途端に「たかが忍術学園内のことを調べるのが難しいなんて」だの「組頭は私が忍たまに後れを取るとでも思っているのですか」などと騒ぎ出す尊奈門。その喧騒を聞き流しながら、私は中身を飲みほした竹筒を懐にしまい、改めて忍術学園の方角へ視線を向ける。べつに私は尊奈門の力量が忍術学園の生徒より劣っているなどとは考えていない。考えていないけど、でも君、土井先生に会ったら調査のことなんて忘れて勝負しようとするんじゃないの。

それに尊奈門でなくとも調べるのは難しいだろう。私が知りたいのは忍術学園の戦力や見取り図といった、目に見える情報ではない。生徒たちが口を閉ざしてしまえばそれだけで外部の者には一切分からなくなってしまうような、そんな不確かな情報。―――天女と呼ばれる存在について。

(衣織ちゃんっていったっけ。懐柔しやすそうな子ではあったけど)

ああいう性質の人間は、忍者からしてみればとても助かる存在だ。上手くこちらを信用させることさえできれば、まるで手の平の上で踊るかのごとく意のままに動いてくれる。

彼女を通じて忍術学園の事情を探り、そしてもしもあの学園で起こっていることが私の予想通りだったならば。その時は、あの忍者としては珍しい気質を持つ子供らのために動いてやるのもやぶさかではない。

ただ一つ、不安要素があるとすれば―――。

「………大人しくしててくれるかなぁ、あの子」

ずいぶんと突飛な言動をする子だった。願わくば日常生活では大人しくして、状況を悪化させるなどということがなければ良いのだけれど。そもそもあの子は私のことをちゃんと覚えてくれているのだろうか。
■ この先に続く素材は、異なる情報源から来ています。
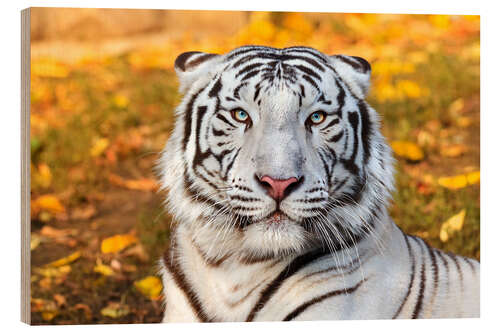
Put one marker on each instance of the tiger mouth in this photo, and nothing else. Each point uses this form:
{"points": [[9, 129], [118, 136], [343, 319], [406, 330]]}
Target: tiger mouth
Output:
{"points": [[275, 218]]}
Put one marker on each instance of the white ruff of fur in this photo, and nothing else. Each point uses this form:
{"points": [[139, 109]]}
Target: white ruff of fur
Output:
{"points": [[326, 250]]}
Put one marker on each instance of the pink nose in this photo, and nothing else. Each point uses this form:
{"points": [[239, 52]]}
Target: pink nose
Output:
{"points": [[277, 187]]}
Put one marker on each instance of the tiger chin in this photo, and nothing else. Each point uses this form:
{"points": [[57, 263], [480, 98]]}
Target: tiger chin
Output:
{"points": [[278, 179]]}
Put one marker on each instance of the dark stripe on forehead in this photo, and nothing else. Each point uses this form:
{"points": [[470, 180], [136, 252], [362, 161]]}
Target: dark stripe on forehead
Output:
{"points": [[246, 49], [249, 68], [308, 71], [188, 114]]}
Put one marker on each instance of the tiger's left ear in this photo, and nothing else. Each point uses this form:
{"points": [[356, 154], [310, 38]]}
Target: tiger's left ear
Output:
{"points": [[192, 66], [355, 71]]}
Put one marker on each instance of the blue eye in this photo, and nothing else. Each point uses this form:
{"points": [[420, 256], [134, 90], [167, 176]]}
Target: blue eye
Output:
{"points": [[317, 117], [240, 115]]}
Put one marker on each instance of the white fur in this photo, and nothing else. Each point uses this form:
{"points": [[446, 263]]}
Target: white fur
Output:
{"points": [[277, 144]]}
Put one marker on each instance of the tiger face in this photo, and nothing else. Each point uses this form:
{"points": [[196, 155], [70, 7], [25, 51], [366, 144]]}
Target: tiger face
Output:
{"points": [[275, 150]]}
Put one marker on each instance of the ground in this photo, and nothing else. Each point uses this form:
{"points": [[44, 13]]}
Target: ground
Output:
{"points": [[98, 125]]}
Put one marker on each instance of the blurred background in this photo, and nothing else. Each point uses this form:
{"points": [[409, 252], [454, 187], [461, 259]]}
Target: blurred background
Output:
{"points": [[103, 93]]}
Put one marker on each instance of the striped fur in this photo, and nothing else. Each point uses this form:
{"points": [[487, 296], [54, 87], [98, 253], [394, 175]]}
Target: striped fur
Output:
{"points": [[325, 250]]}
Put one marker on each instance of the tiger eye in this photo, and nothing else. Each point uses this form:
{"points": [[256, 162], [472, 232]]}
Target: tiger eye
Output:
{"points": [[317, 118], [240, 115]]}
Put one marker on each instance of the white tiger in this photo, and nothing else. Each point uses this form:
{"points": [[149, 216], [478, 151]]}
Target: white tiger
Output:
{"points": [[278, 178]]}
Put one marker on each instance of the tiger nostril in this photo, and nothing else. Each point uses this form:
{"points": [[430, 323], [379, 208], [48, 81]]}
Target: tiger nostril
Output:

牽制の意も含めて殺気を放ったというのに、なんか次に会った時に『はじめまして』とか言われそうな気がして不安になってきたよ。

「ねぇ尊奈門、私が初対面の相手に殺気を向けたとして、その相手が次に会ったとき私のことを忘れているって可能性はあるかな」

「……先ほどから話の流れが見えませんが、とりあえず言わせてもらうと組頭に殺気を向けられて忘れられるような輩がいるとは思えません。そもそも組頭の容姿自体が一目見れば忘れられないものですし」

「だよねー」

うん、確かに尊奈門の言うことは一理ある。容姿についても、普通の者ならば包帯を巻いている人物ということで容易に印象付けることができるだろう。流石に忘れられているかもしれないというのは杞憂だったか。

「………ところで組頭。いい加減に横座りはやめてください」

「やだ」

がっくりと肩を落とした尊奈門は無視し、私は次に忍術学園へ行けるのはいつになるのだろうかと思案する。

今頃、あの何も知らない天女様は何をしてるんだろうね。



―――同時刻、忍術学園の事務室にて。

「だから、何で余計なことをするんですか烏丸さんは!私は貼り紙を作ってくださいと言ったんですよ!?それなのにどうして忍者文字を使ったり棒に巻き付けなきゃ読めない文章にしたりしちゃうんですか!」

事務室に響き渡った吉野先生の怒声に、私は即座に神妙な顔を取りつくろって俯いた。はて、どうして私はこんなに怒られているんだろう?

吉野先生に「古くなった貼り紙を新しくしたいので、同じ内容のものを作ってください」と頼まれたのがつい先刻のこと。仕事には全力で取り組むのがモットーの私は素晴らしい貼り紙を制作してやろうじゃないかとしこしこ頑張ったというのに、どうにも吉野先生はそれがお気に召さなかったらしい。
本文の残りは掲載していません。